Re: [PATCH v3 0/2] mm/ksm: add fork-exec support for prctl

From: Stefan Roesch
Date: Fri Sep 22 2023 - 12:21:54 EST



Andrew Morton <akpm@xxxxxxxxxxxxxxxxxxxx> writes:

> On Thu, 21 Sep 2023 09:47:07 -0700 Stefan Roesch <shr@xxxxxxxxxxxx> wrote:
>
>> A process can enable KSM with the prctl system call. When the process is
>> forked the KSM flag is inherited by the child process.
>
> I guess that's logical, as it's still the same program.
>
>> However if the
>> process is executing an exec system call directly after the fork, the
>> KSM setting is cleared. This patch series addresses this problem.
>
> Well... who said it's a problem? There's nothing in our documentation
> about this(?). Why is the current behavior wrong? If the new program
> wants KSM, it can turn on KSM.
>
> This significant change in user-visible behavior deserves much more
> explanation and justification, please. Including an explanation of why
> it's OK to change kernel behavior under existing users' feet like this,

Today we have two ways to enable KSM:

1) madvise system call
This allows to enable KSM for a memory region for a long time.

2) prctl system call
This is a recent addition to enable KSM for the complete process.
In addition when a process is forked, the KSM setting is inherited.

This change only affects the second case.

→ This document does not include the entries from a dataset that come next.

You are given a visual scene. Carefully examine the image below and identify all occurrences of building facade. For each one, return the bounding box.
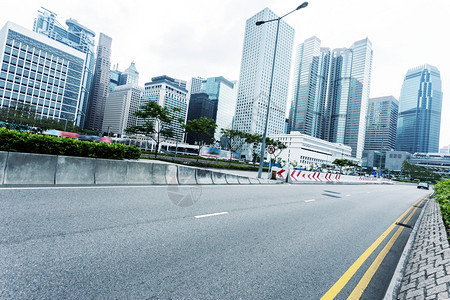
[270,131,352,169]
[33,8,95,127]
[186,93,218,145]
[102,85,143,136]
[324,38,373,159]
[396,65,442,153]
[84,33,112,132]
[288,36,372,159]
[288,36,330,139]
[364,96,398,151]
[142,75,188,142]
[233,8,294,135]
[119,61,139,85]
[0,22,86,122]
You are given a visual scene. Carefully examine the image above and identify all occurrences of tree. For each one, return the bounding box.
[266,137,287,165]
[183,117,217,161]
[125,101,184,158]
[220,128,247,162]
[245,133,262,165]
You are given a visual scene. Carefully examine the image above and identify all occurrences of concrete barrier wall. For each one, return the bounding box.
[55,156,95,184]
[127,161,153,184]
[166,165,178,184]
[3,152,57,185]
[152,164,167,184]
[178,166,197,184]
[225,174,239,184]
[212,172,227,184]
[0,151,8,184]
[195,169,213,184]
[0,151,267,185]
[95,159,127,184]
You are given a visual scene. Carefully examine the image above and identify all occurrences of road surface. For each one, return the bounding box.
[0,185,430,299]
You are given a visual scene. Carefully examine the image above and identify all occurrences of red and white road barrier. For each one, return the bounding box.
[276,169,392,183]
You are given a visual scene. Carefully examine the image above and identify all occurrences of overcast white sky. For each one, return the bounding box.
[0,0,450,146]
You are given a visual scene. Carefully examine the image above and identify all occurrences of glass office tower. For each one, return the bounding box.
[0,22,85,122]
[288,36,330,139]
[396,65,442,153]
[364,96,398,151]
[33,8,95,127]
[233,8,294,135]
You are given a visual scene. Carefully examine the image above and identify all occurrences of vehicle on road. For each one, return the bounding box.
[417,182,430,190]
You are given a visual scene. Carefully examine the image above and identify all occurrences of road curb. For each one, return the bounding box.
[383,195,432,300]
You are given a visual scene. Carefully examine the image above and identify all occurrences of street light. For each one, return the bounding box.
[255,2,308,178]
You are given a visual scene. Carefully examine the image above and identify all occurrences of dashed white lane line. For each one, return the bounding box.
[194,211,228,219]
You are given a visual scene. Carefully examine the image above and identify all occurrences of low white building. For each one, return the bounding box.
[270,131,354,169]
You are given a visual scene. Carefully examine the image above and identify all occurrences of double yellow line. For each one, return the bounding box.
[321,195,428,300]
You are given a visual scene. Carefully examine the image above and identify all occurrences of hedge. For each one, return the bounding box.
[0,128,141,159]
[434,179,450,233]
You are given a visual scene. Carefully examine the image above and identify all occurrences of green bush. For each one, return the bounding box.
[0,128,141,159]
[434,179,450,232]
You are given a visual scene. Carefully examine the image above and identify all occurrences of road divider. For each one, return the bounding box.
[321,196,428,300]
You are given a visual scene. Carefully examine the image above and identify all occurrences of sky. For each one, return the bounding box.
[0,0,450,146]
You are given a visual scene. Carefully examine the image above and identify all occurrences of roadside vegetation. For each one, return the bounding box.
[0,128,141,159]
[434,179,450,236]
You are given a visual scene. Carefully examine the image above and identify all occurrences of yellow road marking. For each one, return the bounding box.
[348,199,425,299]
[320,196,427,300]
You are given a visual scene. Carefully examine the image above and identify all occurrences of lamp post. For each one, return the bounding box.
[255,2,308,178]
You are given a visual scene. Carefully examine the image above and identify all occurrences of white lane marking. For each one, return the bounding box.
[194,211,228,219]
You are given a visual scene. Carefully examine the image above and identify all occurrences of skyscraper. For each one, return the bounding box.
[119,61,139,85]
[102,85,143,135]
[324,38,373,158]
[233,8,294,139]
[85,33,112,131]
[33,8,95,127]
[202,76,237,140]
[288,36,372,158]
[186,93,218,145]
[142,75,188,141]
[288,36,330,139]
[396,65,442,153]
[0,22,86,122]
[364,96,398,151]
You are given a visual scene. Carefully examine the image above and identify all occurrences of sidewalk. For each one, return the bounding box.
[393,199,450,300]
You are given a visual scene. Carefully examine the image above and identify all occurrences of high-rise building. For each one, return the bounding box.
[189,77,206,95]
[33,8,95,127]
[142,75,188,142]
[396,65,442,153]
[202,76,237,140]
[288,36,372,158]
[288,36,330,139]
[364,96,398,151]
[187,76,237,142]
[102,85,143,135]
[233,8,294,135]
[0,22,86,122]
[119,61,139,85]
[324,38,373,159]
[186,93,218,145]
[109,69,122,92]
[85,33,112,131]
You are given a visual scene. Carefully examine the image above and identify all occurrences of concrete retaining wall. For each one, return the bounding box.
[178,166,197,184]
[195,169,213,184]
[0,151,260,185]
[55,156,95,184]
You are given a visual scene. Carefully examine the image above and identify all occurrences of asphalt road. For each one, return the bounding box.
[0,185,429,299]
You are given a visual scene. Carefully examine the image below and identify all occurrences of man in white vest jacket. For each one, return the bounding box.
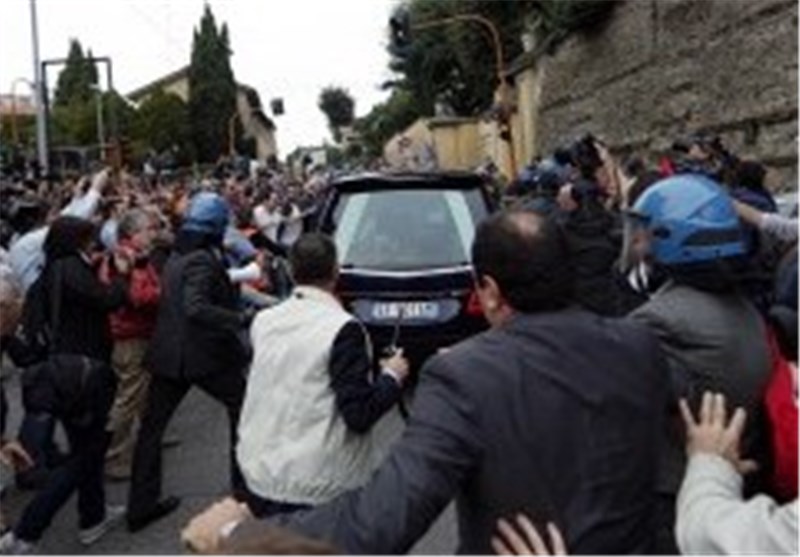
[231,234,409,516]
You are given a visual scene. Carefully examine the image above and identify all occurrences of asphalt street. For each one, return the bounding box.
[2,372,457,555]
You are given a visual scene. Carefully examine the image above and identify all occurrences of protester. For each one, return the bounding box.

One of the use cases for (2) was to support the ability to enable
KSM for cgroups. This allows systemd to enable KSM for the seed
process. By enabling it in the seed process all child processes inherit
the setting.

This works correctly when the process is forked. However it doesn't
support fork/exec workflow.

>From the previous cover letter:

....
Use case 3:
With the madvise call sharing opportunities are only enabled for the current
process: it is a workload-local decision. A considerable number of sharing
opportunities may exist across multiple workloads or jobs (if they are part
of the same security domain). Only a higler level entity like a job scheduler
or container can know for certain if its running one or more instances of a
job. That job scheduler however doesn't have the necessary internal workload
knowledge to make targeted madvise calls.
...


In addition it can also be a bit surprising that fork keeps the KSM
setting and fork/exec does not.